The Big Bang Theory is the most prominent and widely accepted scientific explanation of the origins of the universe. This cosmological model postulates that the universe had extremely hot and dense conditions around 13.8 billion years ago, and then proceeded to expand from that initial state. It has opened up new avenues in our knowledge about cosmic evolution while posing many challenges to the scientific community.

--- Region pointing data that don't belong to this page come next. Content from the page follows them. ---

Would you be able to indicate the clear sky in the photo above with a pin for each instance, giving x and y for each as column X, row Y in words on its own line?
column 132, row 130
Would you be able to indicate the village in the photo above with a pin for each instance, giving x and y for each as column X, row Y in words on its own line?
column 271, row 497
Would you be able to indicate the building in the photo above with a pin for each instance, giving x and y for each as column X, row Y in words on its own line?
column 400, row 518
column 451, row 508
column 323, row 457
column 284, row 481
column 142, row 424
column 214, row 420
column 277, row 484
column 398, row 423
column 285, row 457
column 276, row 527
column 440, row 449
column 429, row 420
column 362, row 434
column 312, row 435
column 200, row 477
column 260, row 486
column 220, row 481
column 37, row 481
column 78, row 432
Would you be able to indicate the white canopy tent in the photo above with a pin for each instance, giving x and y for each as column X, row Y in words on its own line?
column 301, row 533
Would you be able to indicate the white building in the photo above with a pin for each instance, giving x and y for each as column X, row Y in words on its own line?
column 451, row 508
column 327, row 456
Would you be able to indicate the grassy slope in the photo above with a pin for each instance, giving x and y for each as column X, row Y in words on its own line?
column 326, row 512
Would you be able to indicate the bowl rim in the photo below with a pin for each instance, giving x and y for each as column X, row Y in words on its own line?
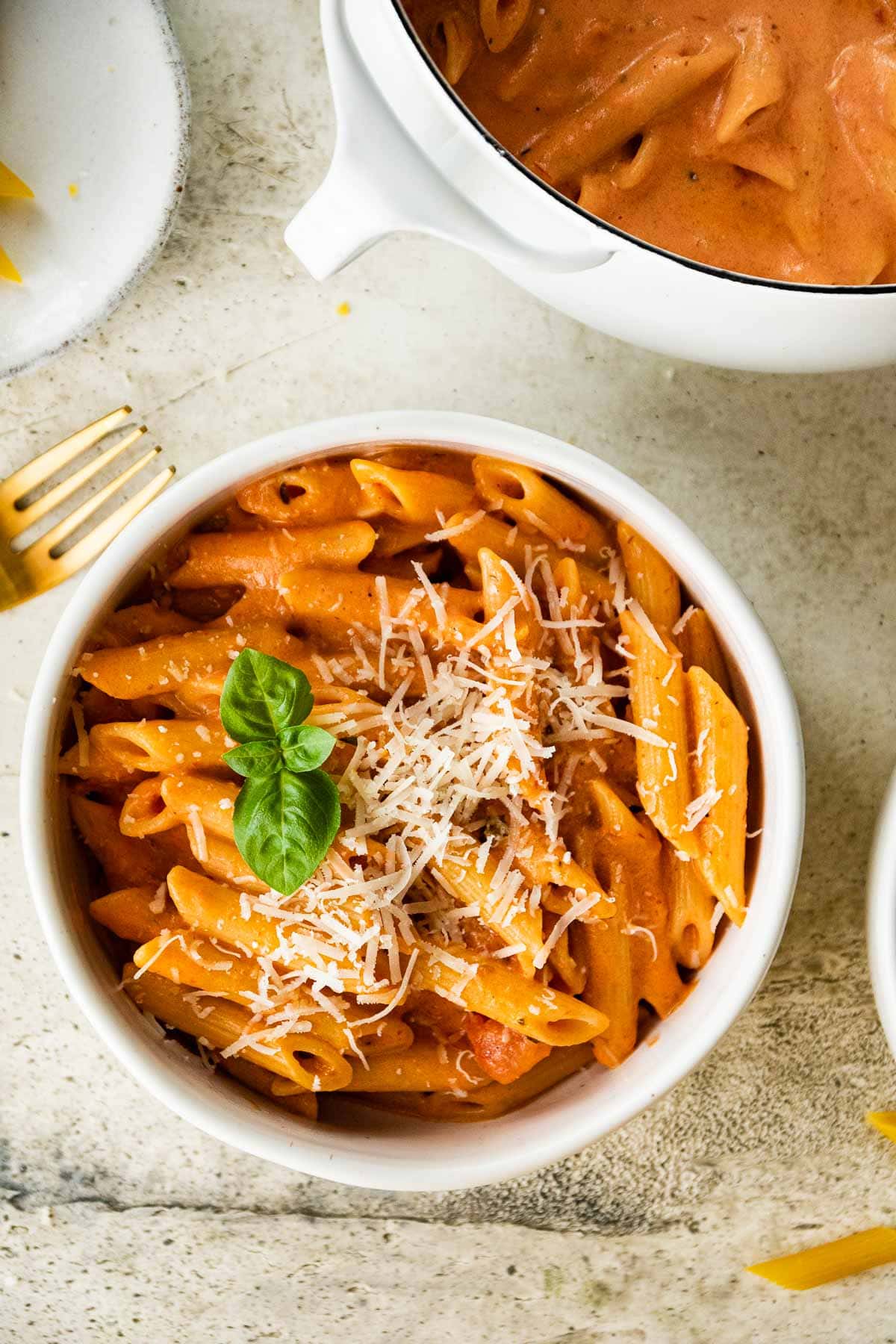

The Big Bang theory discovers its origins as early as the beginning of the twentieth century. The first indication of a redshift in distant galaxies was seen in 1912 by the astronomer, Vesto Melvin Slipher, who showed that the universe was expanding. The claim set a new foundation for the understanding of cosmic behavior. The following years saw the introduction by the physicist Albert Einstein of his General Theory of Relativity, which eventually provided a way of expressing how gravity and space-time are curved.
The most important event in building the Big Bang Theory was the announcement in 1929 by the astronomer Edwin Hubble of his observations that galaxies are receding from Earth with speeds proportional to their distances. The implication of this observation was not only that using this information the universe could then be said to be expanding but also that the cosmos was dynamic and evolving rather than static. The implications were that of an initial singularity from which all had paremerged.
While scientists went around the universe discovering more things, there were two other discoveries that further solidified the development of the Big Bang Theory. One was the cosmic microwave background radiation (CMB) detected by Arno Penzias and Robert Wilson in 1965. This very thin glow that fills up the universe is deemed as a form of afterglow from the former Big Bang and thus becomes a piece of compelling evidence proving the hot and dense beginnings of the universe. The second was the observation of the denseness of hydrogen and helium, showing how it ranges in apparent high agreement with estimations provided by the Big Bang Nucleosynthesis model, which describes how the first atomic nuclei formed within a very few minutes after the Big Bang.
Despite all this compelling evidence on the Big Bang Theory, there are voices of dissent. The cosmic mysteries that continue to baffle–especially the uniformity of the CMB and the large-scale structure of the universe–only serve to cast doubt on whether big bang theory is the complete answer. Such ambiguities have led to countertheories, such as the Steady State Theory, which states that the universe is in the process of expanding continuously without beginning or end, and the cyclic model, which claims that the universe consists of infinite phases of expansion and contraction.
In addition, there are complexities created by dark matter and dark energy. The Big Bang Theory is inclusive of almost everything else seen in the cosmic evolution; however, the realization of dark matter and dark energy complicates the vision. Dark matter, not giving off any light and truly interacting only by means of gravity, is said to be about one quarter (27 per cent) of the universe. The remaining part of the universe, estimated at approximately 68 per cent, is due to an inscrutable force known as dark energy. Understanding its rôle within Big Bang theory could deepen insight into the fate of the universe in the end.
To sum up, the Big Bang Theory remains the bedrock of modern cosmology, backed up by a great deal of observational evidence and scientific reasoning. Endless debates and research about the composition and behavior of the universe, however, never cease to enrich our understanding, revealing the intricacies of cosmic history. The further and further the scientists go into the unknown, the investigation into understanding the universe continues, reminding that the tale of creation is far from being complete.